Immunomodulation of Longdan-Xiegan-Tang on CD4+CD25+ T Cell in MRL lpr/lpr Mice

• Main Authors: Fang Yu Chen, 陳芳玉
• Other Authors: T. Y. Lee
• Format: Others
• Published: 2009
• Online Access: http://ndltd.ncl.edu.tw/handle/81132921349817806611

碩士 === 長庚大學 === 傳統中國醫學研究所 === 97 === Longdan Xiegan Tang (LXT) is a Chinese herbal medicine that is prescribed as an anti-inflammatory aid, a hepato-protectant, and an immunostimulant. In this study, we examined the biological effects of LXT administration in MRL/lpr mice.
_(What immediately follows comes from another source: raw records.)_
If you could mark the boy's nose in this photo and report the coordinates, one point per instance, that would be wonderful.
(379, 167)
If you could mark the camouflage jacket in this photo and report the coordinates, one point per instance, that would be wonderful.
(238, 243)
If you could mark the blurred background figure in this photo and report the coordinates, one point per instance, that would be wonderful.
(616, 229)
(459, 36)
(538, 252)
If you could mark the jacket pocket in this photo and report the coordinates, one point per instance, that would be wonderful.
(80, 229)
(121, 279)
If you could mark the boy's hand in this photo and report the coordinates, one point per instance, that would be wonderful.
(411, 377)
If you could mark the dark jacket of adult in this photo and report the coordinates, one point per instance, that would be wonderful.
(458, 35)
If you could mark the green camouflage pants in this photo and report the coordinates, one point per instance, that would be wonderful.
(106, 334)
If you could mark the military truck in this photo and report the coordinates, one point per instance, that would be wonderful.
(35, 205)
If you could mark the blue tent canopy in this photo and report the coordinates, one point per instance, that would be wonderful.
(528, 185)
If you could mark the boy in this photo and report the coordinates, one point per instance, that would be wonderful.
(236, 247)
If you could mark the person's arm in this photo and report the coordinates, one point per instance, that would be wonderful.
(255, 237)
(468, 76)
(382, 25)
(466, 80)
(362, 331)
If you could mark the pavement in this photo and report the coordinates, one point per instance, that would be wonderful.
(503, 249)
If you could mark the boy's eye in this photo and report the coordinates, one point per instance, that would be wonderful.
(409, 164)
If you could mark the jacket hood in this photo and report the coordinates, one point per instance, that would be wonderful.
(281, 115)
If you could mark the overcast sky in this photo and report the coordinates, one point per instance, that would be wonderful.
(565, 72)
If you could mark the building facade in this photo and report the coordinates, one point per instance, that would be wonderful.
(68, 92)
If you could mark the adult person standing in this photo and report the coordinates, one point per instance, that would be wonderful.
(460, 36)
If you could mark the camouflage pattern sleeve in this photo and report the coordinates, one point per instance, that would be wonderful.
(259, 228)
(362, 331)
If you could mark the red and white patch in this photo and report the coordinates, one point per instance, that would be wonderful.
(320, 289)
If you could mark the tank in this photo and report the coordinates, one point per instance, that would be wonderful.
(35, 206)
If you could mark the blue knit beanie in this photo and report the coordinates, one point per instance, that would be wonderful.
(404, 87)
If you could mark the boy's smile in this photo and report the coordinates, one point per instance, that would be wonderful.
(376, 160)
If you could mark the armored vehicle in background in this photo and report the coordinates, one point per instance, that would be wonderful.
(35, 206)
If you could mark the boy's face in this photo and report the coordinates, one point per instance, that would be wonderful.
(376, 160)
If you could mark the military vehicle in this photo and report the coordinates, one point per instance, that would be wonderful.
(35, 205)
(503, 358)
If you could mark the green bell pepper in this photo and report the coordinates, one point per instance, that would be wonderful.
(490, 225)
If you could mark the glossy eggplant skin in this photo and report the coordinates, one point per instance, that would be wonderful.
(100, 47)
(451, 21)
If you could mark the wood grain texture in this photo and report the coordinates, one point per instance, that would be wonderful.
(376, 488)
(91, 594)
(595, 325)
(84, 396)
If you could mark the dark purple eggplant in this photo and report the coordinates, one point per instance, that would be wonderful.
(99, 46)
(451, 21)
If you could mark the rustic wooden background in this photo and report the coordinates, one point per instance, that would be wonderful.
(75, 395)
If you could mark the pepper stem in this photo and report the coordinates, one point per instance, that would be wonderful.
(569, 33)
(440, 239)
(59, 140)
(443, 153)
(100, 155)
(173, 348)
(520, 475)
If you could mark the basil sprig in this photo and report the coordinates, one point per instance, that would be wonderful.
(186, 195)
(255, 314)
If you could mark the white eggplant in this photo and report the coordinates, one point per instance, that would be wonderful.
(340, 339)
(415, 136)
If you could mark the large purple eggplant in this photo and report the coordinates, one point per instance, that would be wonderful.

MRL/lpr mice develop immunological disturbances and deregulated production of Th1 and Th2 cytokines and are a good model of systemic lupus erythematosus (SLE). Female MRL/lpr mice were randomly separated into two groups. The experimental group received LXT (250 mg/kg/day, po) from 19 to 21 weeks of age. At 21 weeks of age, the animals were euthanized and kidneys and spleens were removed for evaluation. Splenic CD3+CD4+, CD3+CD8+, and CD4+CD25+ T cells were increased in the LXT-administered mice compared to MRL/lpr controls, and this was associated with splenomegaly. There was a marked reduction in IFN-, TNF-, anti-dsDNA antibody, and there were reduced IgG immune complex deposits in the glomeruli. LXT also restored kidney glutathione levels, thereby limiting the toxic effects of the inflammatory mediators iNOS and COX-2, which are overproduced in MRL/lpr mice. Two-dimensional gel electrophoresis was used to analyze proteome changes. LXT protected MRL/lpr mice against developing the lupus syndrome through up-regulation of phosphoglycerate kinase 1 and down-regulation of ferritin light chain 1, selenium-binding protein 2, and alpha-enolase, which were identified by matrix-assisted laser desorption/ionization-time-of-flight mass spectrometry. This study indicates that LXT at this dose and time course of administration was effective in reducing oxidative stress associated with disease progression in MRL/lpr mice. LXT could be useful as adjunctive therapy for reducing distress in SLE.